Beispiel „Hated Rivalry“ - weil es gerade in aller Munde ist. Die Geschichte ist nett, nett erzählt, hat aber mit der Realität nicht viel zu tun.
Ich darf das sagen, da ich selbst Profi war und in der DEL gespielt und einige Kontakte in die NHL hatte und habe.
Und schwul bin. Und andere schwule Eishockeyprofis kenne ich ebenfalls. Aktive und zurückgetetene.

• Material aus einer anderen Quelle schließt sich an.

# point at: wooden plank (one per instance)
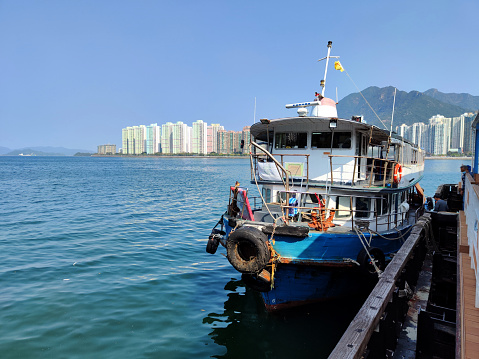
(468, 312)
(355, 339)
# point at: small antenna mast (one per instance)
(330, 43)
(392, 119)
(323, 82)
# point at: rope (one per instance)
(360, 236)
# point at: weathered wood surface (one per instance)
(355, 339)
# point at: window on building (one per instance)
(323, 139)
(291, 140)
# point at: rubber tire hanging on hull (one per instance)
(247, 250)
(365, 262)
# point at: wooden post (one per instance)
(355, 340)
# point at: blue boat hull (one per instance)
(323, 266)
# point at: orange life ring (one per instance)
(397, 173)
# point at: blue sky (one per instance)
(74, 73)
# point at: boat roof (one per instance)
(259, 130)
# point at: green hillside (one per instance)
(459, 99)
(410, 107)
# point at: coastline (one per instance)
(448, 158)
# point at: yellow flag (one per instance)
(337, 66)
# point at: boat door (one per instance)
(361, 150)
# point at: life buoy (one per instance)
(247, 250)
(397, 173)
(365, 261)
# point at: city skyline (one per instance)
(75, 72)
(179, 138)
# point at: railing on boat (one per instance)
(344, 170)
(358, 217)
(246, 206)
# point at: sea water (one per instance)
(105, 258)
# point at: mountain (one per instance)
(459, 99)
(410, 107)
(4, 150)
(46, 151)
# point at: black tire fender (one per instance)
(247, 250)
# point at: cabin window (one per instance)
(343, 207)
(323, 139)
(291, 140)
(363, 206)
(267, 194)
(382, 205)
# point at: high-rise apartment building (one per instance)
(180, 138)
(199, 137)
(167, 138)
(106, 149)
(153, 139)
(246, 139)
(212, 137)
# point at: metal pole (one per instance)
(326, 69)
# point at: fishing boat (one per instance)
(337, 199)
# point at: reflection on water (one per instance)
(246, 330)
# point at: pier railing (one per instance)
(355, 340)
(471, 204)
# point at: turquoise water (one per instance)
(105, 258)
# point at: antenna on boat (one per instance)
(323, 82)
(392, 117)
(391, 128)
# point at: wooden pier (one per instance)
(442, 317)
(355, 340)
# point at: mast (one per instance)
(323, 83)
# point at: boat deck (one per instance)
(468, 321)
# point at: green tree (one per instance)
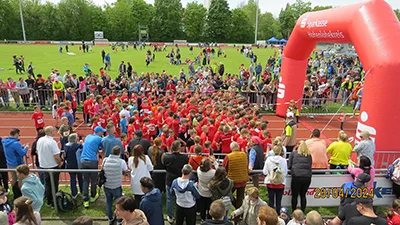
(219, 21)
(242, 31)
(167, 21)
(194, 21)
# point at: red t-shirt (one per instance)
(39, 119)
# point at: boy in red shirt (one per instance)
(38, 117)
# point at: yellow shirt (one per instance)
(340, 153)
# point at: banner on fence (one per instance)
(324, 191)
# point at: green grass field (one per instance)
(46, 57)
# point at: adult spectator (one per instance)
(186, 194)
(275, 171)
(3, 165)
(49, 158)
(217, 213)
(126, 209)
(89, 161)
(114, 167)
(31, 187)
(151, 203)
(289, 132)
(268, 216)
(314, 218)
(256, 159)
(300, 163)
(110, 140)
(139, 140)
(156, 155)
(317, 147)
(205, 173)
(236, 164)
(250, 207)
(14, 153)
(221, 186)
(340, 151)
(173, 165)
(71, 162)
(140, 166)
(368, 216)
(363, 167)
(366, 147)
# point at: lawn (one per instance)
(46, 57)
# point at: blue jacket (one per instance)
(14, 151)
(151, 205)
(33, 189)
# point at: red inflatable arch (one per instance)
(374, 30)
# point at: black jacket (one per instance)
(299, 165)
(174, 163)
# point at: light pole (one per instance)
(256, 30)
(22, 20)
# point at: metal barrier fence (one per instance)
(379, 172)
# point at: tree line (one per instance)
(167, 20)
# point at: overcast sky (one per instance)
(273, 6)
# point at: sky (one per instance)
(273, 6)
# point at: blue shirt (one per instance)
(109, 142)
(91, 147)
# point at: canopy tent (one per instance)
(273, 39)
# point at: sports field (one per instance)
(46, 57)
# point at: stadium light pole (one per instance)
(22, 20)
(256, 30)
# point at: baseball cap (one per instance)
(99, 129)
(362, 179)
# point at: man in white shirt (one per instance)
(49, 158)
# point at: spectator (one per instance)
(275, 171)
(31, 187)
(3, 165)
(256, 159)
(156, 155)
(139, 140)
(289, 133)
(368, 216)
(83, 220)
(126, 209)
(110, 141)
(236, 165)
(314, 218)
(317, 147)
(393, 216)
(24, 214)
(340, 151)
(71, 162)
(268, 216)
(140, 166)
(173, 165)
(49, 158)
(14, 153)
(151, 203)
(250, 207)
(114, 167)
(217, 213)
(186, 194)
(205, 173)
(366, 147)
(300, 163)
(89, 161)
(364, 167)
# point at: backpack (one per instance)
(65, 202)
(277, 176)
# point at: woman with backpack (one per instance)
(363, 167)
(300, 165)
(275, 171)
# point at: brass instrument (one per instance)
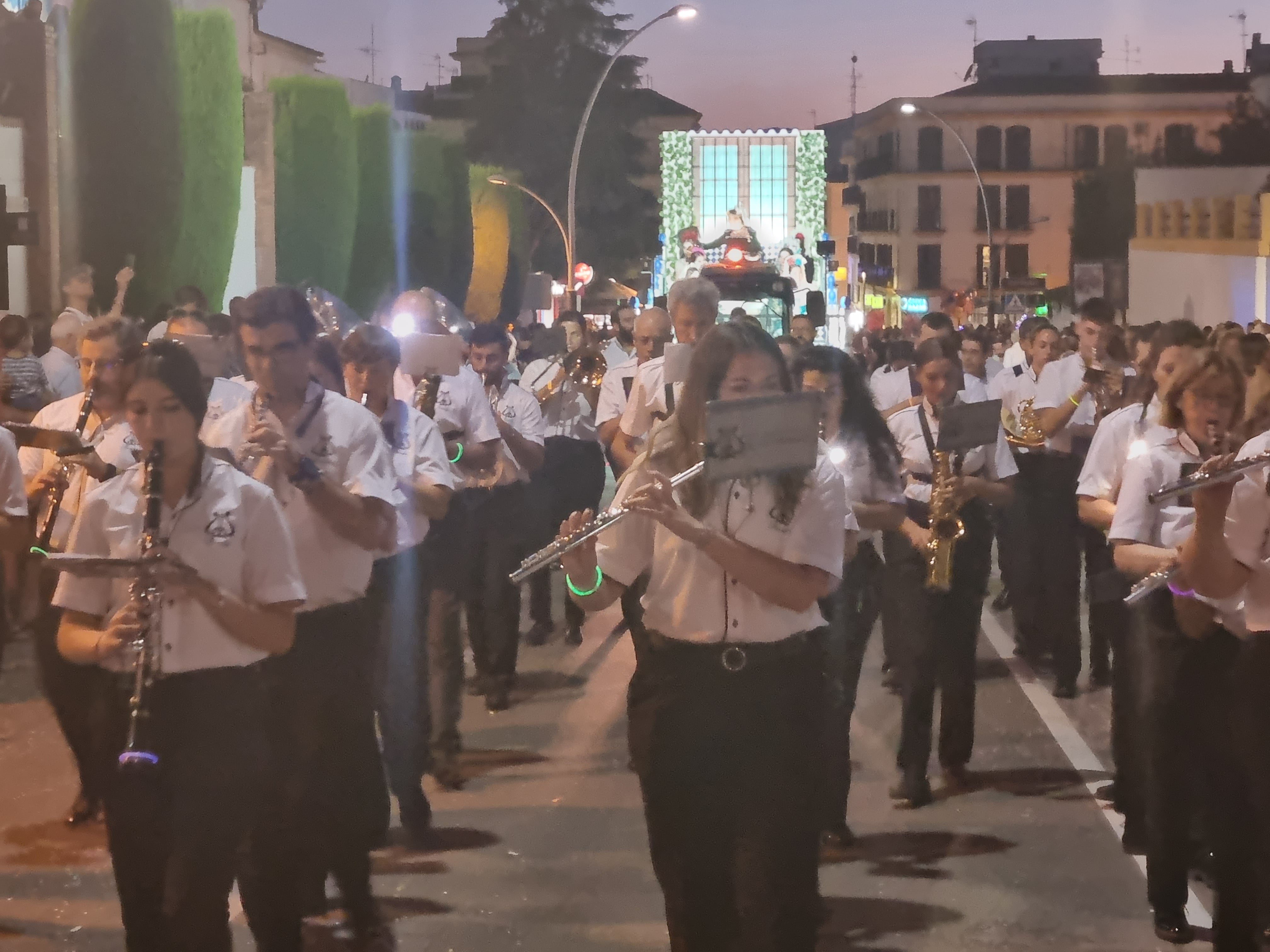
(48, 522)
(947, 529)
(1029, 436)
(552, 554)
(149, 598)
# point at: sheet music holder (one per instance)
(761, 436)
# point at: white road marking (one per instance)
(1074, 745)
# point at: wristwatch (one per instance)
(308, 475)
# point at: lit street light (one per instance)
(541, 201)
(683, 12)
(912, 110)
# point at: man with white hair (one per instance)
(60, 364)
(694, 306)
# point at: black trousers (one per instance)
(851, 614)
(326, 804)
(1191, 749)
(498, 542)
(729, 766)
(401, 605)
(176, 832)
(79, 695)
(572, 479)
(1060, 591)
(941, 635)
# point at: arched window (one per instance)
(988, 149)
(1019, 149)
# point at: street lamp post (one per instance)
(911, 110)
(684, 12)
(541, 201)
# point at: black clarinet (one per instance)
(146, 594)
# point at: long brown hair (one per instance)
(676, 446)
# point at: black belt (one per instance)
(732, 655)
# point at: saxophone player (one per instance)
(176, 832)
(941, 629)
(107, 353)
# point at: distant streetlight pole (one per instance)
(541, 201)
(912, 110)
(684, 12)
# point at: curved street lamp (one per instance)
(684, 12)
(541, 201)
(912, 110)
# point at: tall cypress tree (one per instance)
(545, 58)
(128, 128)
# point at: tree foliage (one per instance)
(211, 131)
(315, 182)
(546, 56)
(374, 269)
(128, 126)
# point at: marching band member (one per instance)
(1023, 541)
(694, 306)
(653, 333)
(107, 353)
(472, 434)
(497, 513)
(864, 451)
(1073, 397)
(573, 477)
(174, 835)
(941, 629)
(425, 485)
(327, 461)
(1191, 659)
(1175, 349)
(726, 707)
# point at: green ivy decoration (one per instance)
(678, 206)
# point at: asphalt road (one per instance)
(545, 848)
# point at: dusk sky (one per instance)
(775, 63)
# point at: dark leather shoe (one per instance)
(1173, 927)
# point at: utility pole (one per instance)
(1243, 17)
(373, 51)
(855, 83)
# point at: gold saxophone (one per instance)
(947, 529)
(1029, 434)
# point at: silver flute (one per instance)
(1153, 583)
(544, 558)
(1210, 478)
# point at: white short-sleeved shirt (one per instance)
(648, 400)
(13, 492)
(863, 480)
(1121, 437)
(1058, 382)
(63, 374)
(690, 597)
(521, 411)
(345, 441)
(567, 412)
(232, 531)
(418, 454)
(113, 441)
(615, 391)
(898, 386)
(226, 397)
(463, 408)
(994, 462)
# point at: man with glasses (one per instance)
(110, 348)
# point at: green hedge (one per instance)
(315, 182)
(128, 128)
(211, 116)
(374, 271)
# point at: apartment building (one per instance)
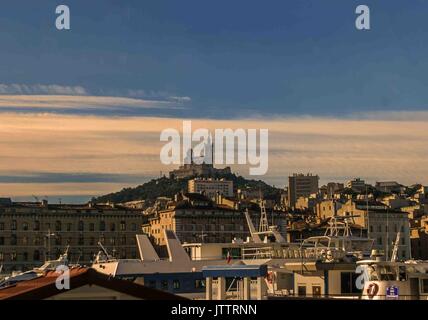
(31, 232)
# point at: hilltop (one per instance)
(168, 187)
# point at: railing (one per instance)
(293, 253)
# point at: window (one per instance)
(301, 291)
(176, 284)
(425, 285)
(13, 240)
(347, 283)
(13, 256)
(199, 284)
(36, 255)
(316, 291)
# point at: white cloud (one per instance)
(50, 89)
(80, 102)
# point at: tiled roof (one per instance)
(44, 286)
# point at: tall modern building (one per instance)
(301, 185)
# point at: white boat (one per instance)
(35, 272)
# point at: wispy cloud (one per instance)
(33, 89)
(140, 93)
(77, 99)
(61, 102)
(72, 150)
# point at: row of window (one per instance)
(379, 228)
(36, 256)
(58, 240)
(59, 226)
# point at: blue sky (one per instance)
(232, 58)
(81, 110)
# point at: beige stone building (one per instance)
(300, 185)
(31, 232)
(211, 187)
(382, 224)
(195, 218)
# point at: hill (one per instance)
(169, 187)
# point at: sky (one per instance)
(81, 110)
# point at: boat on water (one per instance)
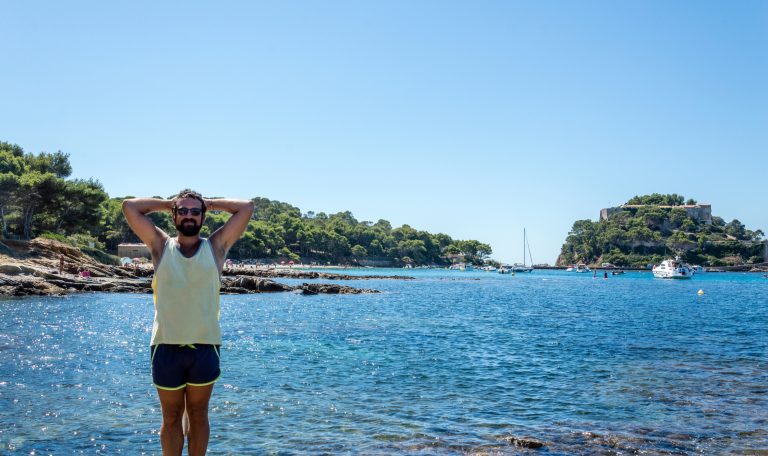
(672, 269)
(581, 267)
(523, 267)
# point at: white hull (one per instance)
(672, 269)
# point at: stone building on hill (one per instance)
(132, 251)
(702, 213)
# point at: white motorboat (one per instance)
(581, 267)
(521, 267)
(672, 269)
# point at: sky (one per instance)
(477, 119)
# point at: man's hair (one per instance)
(187, 193)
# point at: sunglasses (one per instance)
(184, 211)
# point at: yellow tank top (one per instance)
(186, 295)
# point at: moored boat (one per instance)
(672, 269)
(581, 267)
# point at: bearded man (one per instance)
(186, 336)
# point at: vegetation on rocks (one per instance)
(37, 198)
(637, 236)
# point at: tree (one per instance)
(36, 191)
(9, 183)
(358, 251)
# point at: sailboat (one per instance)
(522, 267)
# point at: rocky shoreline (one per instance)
(31, 268)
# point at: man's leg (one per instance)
(197, 410)
(171, 436)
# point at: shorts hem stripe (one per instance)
(165, 388)
(205, 384)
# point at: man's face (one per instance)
(187, 223)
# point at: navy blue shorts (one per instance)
(176, 366)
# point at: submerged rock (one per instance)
(332, 288)
(32, 268)
(523, 442)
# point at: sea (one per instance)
(448, 363)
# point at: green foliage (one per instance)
(635, 237)
(36, 197)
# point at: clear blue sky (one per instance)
(474, 119)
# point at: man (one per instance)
(186, 335)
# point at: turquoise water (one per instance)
(450, 363)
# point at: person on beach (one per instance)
(186, 335)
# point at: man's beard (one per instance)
(188, 229)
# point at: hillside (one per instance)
(649, 228)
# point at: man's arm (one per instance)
(135, 211)
(223, 238)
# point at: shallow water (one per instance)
(450, 363)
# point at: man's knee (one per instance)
(197, 411)
(172, 415)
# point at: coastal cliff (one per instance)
(46, 267)
(647, 229)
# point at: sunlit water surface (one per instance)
(449, 363)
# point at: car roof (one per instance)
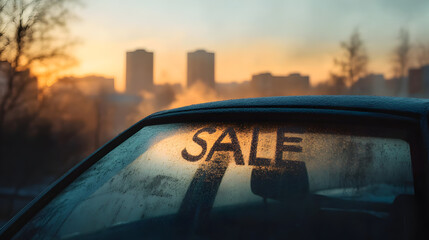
(392, 105)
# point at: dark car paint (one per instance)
(404, 113)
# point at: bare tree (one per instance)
(353, 61)
(31, 37)
(401, 60)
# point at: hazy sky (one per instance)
(248, 36)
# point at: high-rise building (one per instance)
(139, 71)
(201, 68)
(419, 81)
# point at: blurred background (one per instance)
(74, 74)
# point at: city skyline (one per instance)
(248, 36)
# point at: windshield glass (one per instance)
(225, 180)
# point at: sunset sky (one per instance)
(248, 36)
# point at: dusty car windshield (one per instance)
(226, 180)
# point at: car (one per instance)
(301, 167)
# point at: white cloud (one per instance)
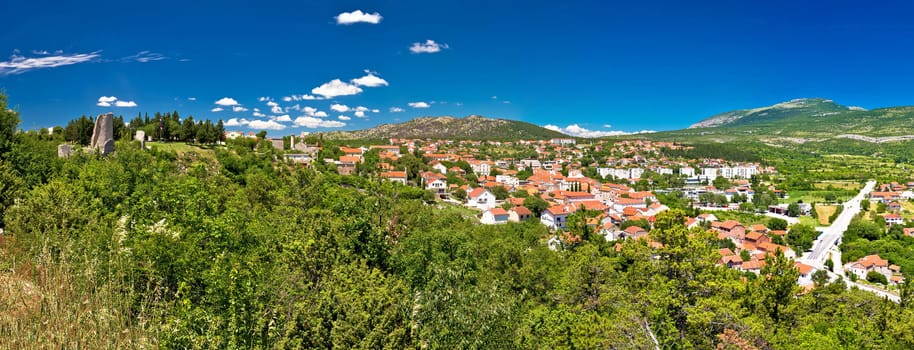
(305, 97)
(265, 125)
(236, 122)
(430, 46)
(336, 88)
(226, 101)
(21, 64)
(144, 56)
(105, 101)
(370, 80)
(339, 108)
(578, 131)
(357, 16)
(312, 122)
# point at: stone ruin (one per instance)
(103, 134)
(64, 150)
(141, 136)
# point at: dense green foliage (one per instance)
(155, 249)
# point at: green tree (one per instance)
(779, 286)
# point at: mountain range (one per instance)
(797, 121)
(473, 127)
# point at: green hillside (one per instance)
(471, 127)
(802, 121)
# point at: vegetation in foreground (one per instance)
(152, 249)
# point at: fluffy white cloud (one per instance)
(357, 16)
(336, 88)
(105, 101)
(144, 56)
(236, 122)
(370, 80)
(312, 122)
(304, 97)
(226, 101)
(429, 46)
(265, 125)
(21, 64)
(578, 131)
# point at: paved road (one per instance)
(833, 233)
(835, 254)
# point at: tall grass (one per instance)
(68, 298)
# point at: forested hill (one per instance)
(801, 121)
(469, 128)
(155, 249)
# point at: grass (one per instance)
(65, 300)
(825, 212)
(809, 221)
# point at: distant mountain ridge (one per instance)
(473, 127)
(773, 113)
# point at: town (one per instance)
(615, 189)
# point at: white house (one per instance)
(494, 216)
(869, 263)
(481, 198)
(555, 216)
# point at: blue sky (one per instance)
(599, 66)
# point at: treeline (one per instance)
(152, 249)
(169, 126)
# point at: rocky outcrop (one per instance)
(103, 134)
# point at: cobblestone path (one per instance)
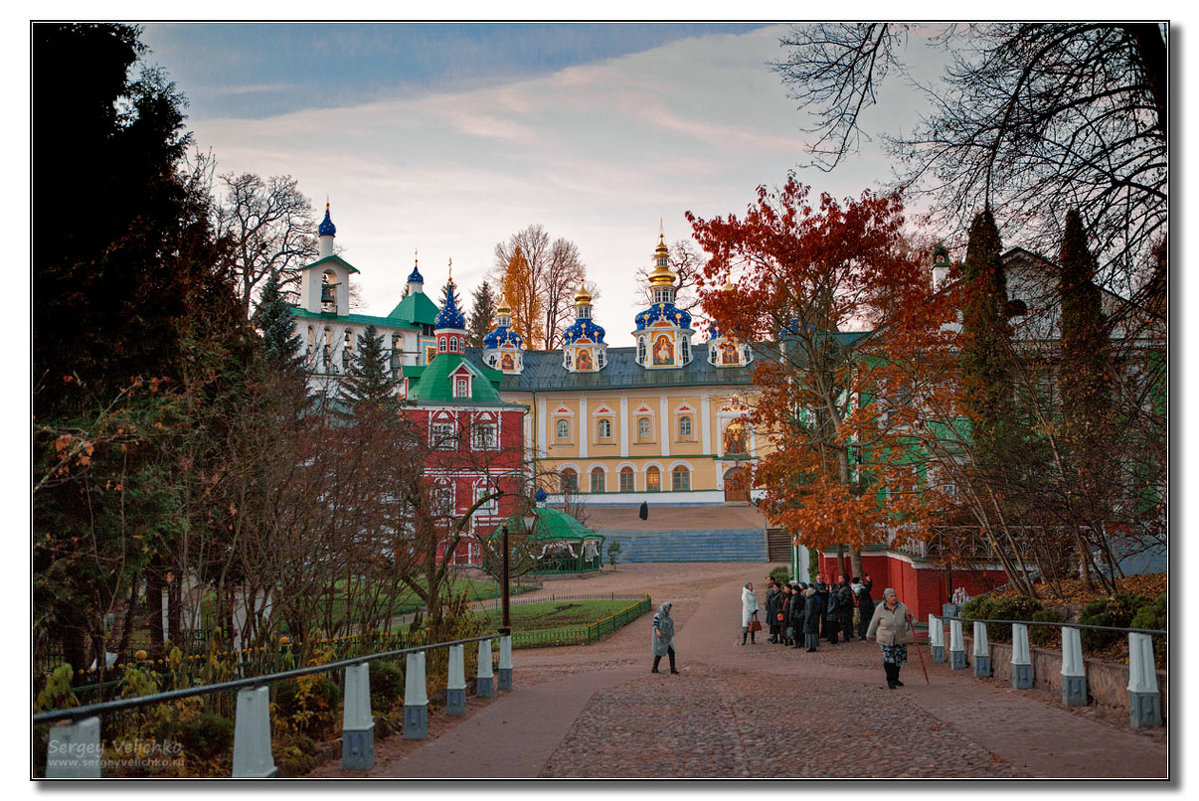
(758, 711)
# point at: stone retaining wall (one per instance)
(1107, 682)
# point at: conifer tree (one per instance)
(368, 387)
(986, 374)
(272, 318)
(482, 313)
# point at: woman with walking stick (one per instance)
(890, 627)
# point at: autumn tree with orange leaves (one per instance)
(815, 275)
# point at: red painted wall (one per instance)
(921, 589)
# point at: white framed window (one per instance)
(484, 437)
(444, 437)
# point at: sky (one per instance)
(445, 139)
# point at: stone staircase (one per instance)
(690, 546)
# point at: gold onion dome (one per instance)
(661, 275)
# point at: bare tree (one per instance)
(555, 273)
(270, 227)
(1030, 119)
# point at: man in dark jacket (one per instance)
(795, 615)
(813, 613)
(845, 609)
(865, 606)
(773, 606)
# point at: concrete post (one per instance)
(456, 681)
(982, 651)
(483, 687)
(1022, 658)
(504, 681)
(1073, 669)
(416, 700)
(74, 750)
(1144, 703)
(937, 638)
(957, 646)
(252, 735)
(357, 724)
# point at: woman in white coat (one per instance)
(748, 610)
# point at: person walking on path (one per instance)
(662, 642)
(865, 606)
(748, 610)
(813, 613)
(890, 627)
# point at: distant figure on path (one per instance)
(890, 627)
(748, 610)
(662, 643)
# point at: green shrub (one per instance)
(1116, 610)
(386, 685)
(1154, 615)
(205, 738)
(1046, 636)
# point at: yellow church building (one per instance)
(664, 421)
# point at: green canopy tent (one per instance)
(561, 544)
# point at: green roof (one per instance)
(554, 524)
(363, 319)
(432, 383)
(416, 308)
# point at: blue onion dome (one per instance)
(326, 227)
(502, 336)
(450, 317)
(668, 312)
(580, 330)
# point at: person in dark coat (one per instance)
(773, 603)
(813, 613)
(865, 606)
(795, 615)
(845, 609)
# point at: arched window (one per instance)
(652, 480)
(626, 480)
(685, 427)
(736, 435)
(680, 479)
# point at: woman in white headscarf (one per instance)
(662, 640)
(748, 610)
(891, 626)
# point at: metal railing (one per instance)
(1144, 698)
(74, 748)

Ja, der Staff weiß meistens Bescheid, oft auch einige Teammates, aber NIEMAND würde sich öffentlich outen. Die Ligaleitung würde einen fertig machen (vor allem in den USA), genauso wie die Werbepartner und - vor allem - die Fans. Und die Clubleitung würde einen fallen lassen, wie eine heiße Kartoffel, sobald es die ersten negativen finanzielle Folgen gibt (Werbepartner/Sponsoren die abspringen, zurücklegte Abos, eingebrochen ticketverkäufe,…) . Es besteht nicht die Gefahr eines jähen Karriereendes - das ist in den allermeisten Ligen eine absolute Gewissheit.
Der Erfolg gibt Rachel Reid recht, aber ist es auch richtig solche Geschichen zu erzählen und damit Hoffnungen zu wecken, die absolut ungerechtfertigt sind? Als hilfreich empfinde ich das nämlich nicht.
PS:
Ohne die haufenweise eingestreuten expilziten Sexszenen würden die Bücher auch niemanden hinter dem Ofen hervorlocken. Aber wie heißt es so schön? Sex sells.
PPS
Ihre Vorstellungen von schwulem Sex sind … naja … technisch gut recherchiert, aber trotzdem nicht gerade sehr nahe an der Realität. Aber es muss wohl so sein, wenn man von etwas schreibt, dass man selbst nie erlebt hat und nie erleben kann.